Electronics Products Available

Nov 16
2009






Electronics Products Available
Quantitative Analysis help needed. determine the total cost in the following situations:?

The manager of a nearby electronics store, Great Purchase, sells lots of really cool electronic equipment. It is important that the store have plenty of products on hand in order to satisfy impulse purchases. However, excess inventory can eat into profit. It is a tough position to straddle. On average, the store sees sales of a particular hand-held computer of 100 units a month. 95% of the monthly demand ranges from 60 to 140 units. For every extra unit in inventory that is not needed in a month costs the store $25 in lost interest. But, for every unit not available to sell costs the store $40 in lost profit in a month. Your task: determine the total cost in the following situations:
1) Having exactly 100 units on hand every month;
2) Having a policy of meeting 90% of monthly customer demand on hand;
3) Having a policy of meeting only 40% of monthly customer demand on hand.

Please explain how you solved each.

One has to make some assumptions here and I have to say that I've never encountered a problem worded quite this way in any of the economics classes I took during college (I have my bachelor's degree in economics).

Well, the marginal cost is $25 and the opportunity cost, which is the gross financial profit, is $40. The marginal revenue is $40 of profit + $25 of cost or $65. I'm assuming a perfectly competitive market with normal price elasticity of demand and that all costs are accounted for (i.e. financial profit = economic profit). Also, in answering these question, I'll assume everything else is held equal.
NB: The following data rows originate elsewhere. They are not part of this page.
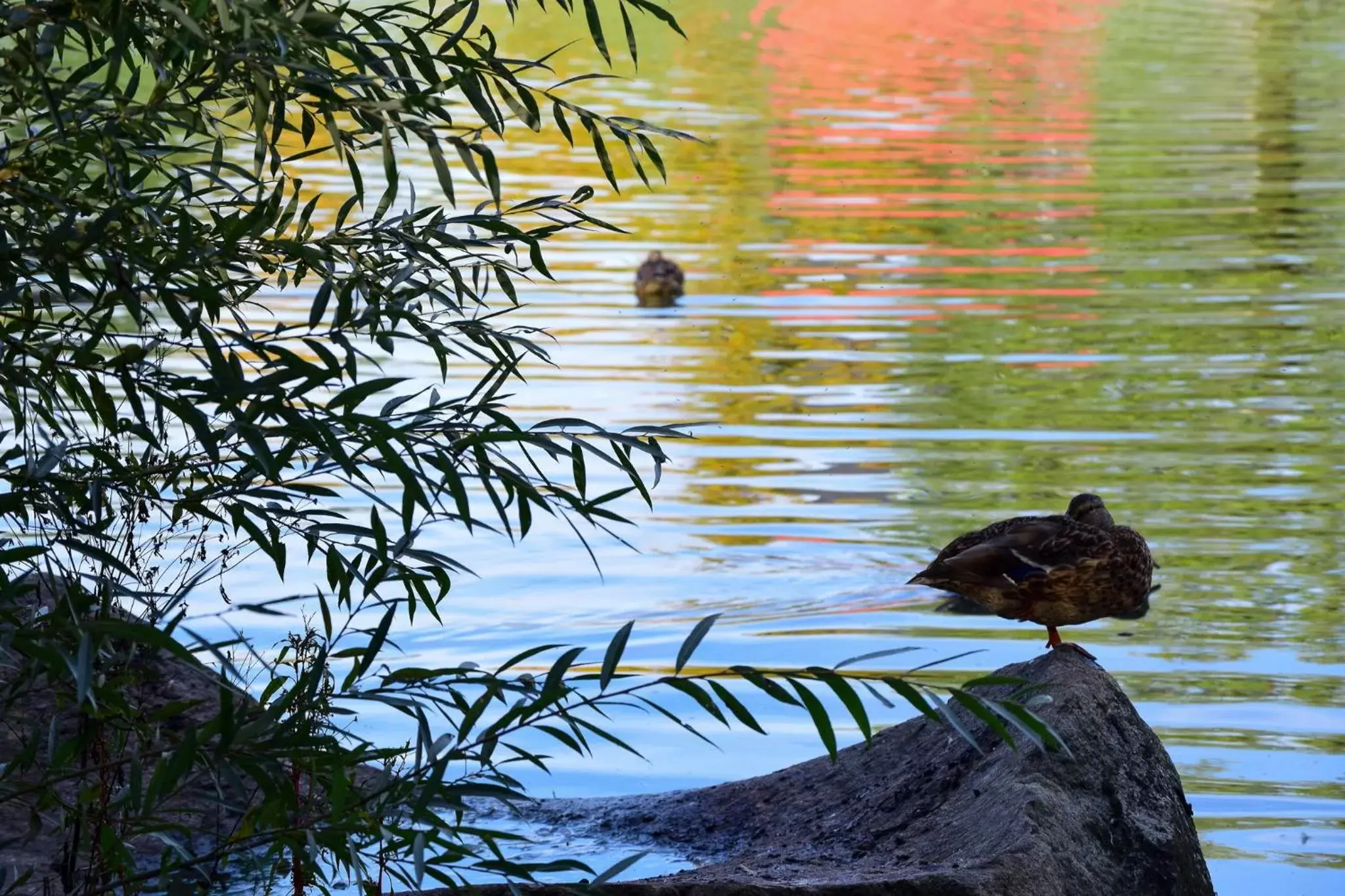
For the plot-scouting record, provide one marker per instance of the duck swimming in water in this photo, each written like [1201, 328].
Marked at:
[1049, 570]
[658, 281]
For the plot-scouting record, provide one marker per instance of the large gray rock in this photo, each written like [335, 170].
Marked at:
[921, 813]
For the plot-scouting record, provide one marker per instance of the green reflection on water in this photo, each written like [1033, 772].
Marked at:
[953, 263]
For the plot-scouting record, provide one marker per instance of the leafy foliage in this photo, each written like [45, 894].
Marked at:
[164, 418]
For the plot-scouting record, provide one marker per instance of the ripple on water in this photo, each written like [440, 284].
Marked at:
[948, 263]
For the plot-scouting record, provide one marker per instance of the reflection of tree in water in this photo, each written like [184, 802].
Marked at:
[1279, 148]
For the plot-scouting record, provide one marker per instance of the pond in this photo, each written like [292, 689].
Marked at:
[951, 263]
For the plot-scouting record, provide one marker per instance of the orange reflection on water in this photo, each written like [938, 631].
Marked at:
[900, 123]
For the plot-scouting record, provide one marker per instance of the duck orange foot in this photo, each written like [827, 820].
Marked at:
[1056, 644]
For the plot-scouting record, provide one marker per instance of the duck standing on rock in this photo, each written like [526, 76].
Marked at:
[658, 281]
[1049, 570]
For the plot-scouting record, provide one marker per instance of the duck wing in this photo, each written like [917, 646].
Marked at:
[1009, 554]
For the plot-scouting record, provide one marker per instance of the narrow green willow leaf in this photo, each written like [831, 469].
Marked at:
[693, 641]
[613, 653]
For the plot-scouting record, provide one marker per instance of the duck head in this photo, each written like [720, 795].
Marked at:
[1088, 508]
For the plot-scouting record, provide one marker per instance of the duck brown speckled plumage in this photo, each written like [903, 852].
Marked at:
[1049, 570]
[658, 281]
The best I can say is that 1) 100 units * $25 (assuming that's the cost of each unit: the problem says it's interest and gives no cost) is $2,500 of cost, ceteris paribus.

2) One can assume from the fact that "on average, the store sees sales of...100 units," that the average demand is 100 units. Therefore, 90% of customer demand would be 90 units * $25 or $2250. The demand ranges from 60 to 140, however, accounting for approximately 3 standard deviations so the cost could be from $1350 (60 * 0.9 * $25) to $3150 (140 * 0.9 * $25) resulting in from $2160 to $5040 in profits (again, all else equal).

3) This policy is really a strange one because it is not profit maximizing which is not the typical behavior of a perfectly competitive firm. However, using the same forumla above, one can assume an approximate cost of $600 to $1400 with an average of $1000 and profits ranging from $960 to $2240.

That's the best I can do the problem. I might be wrong but I'm looking at it from an economics (and not an accounting) standpoint while making some assumptions. I hope this helps a little! Good luck!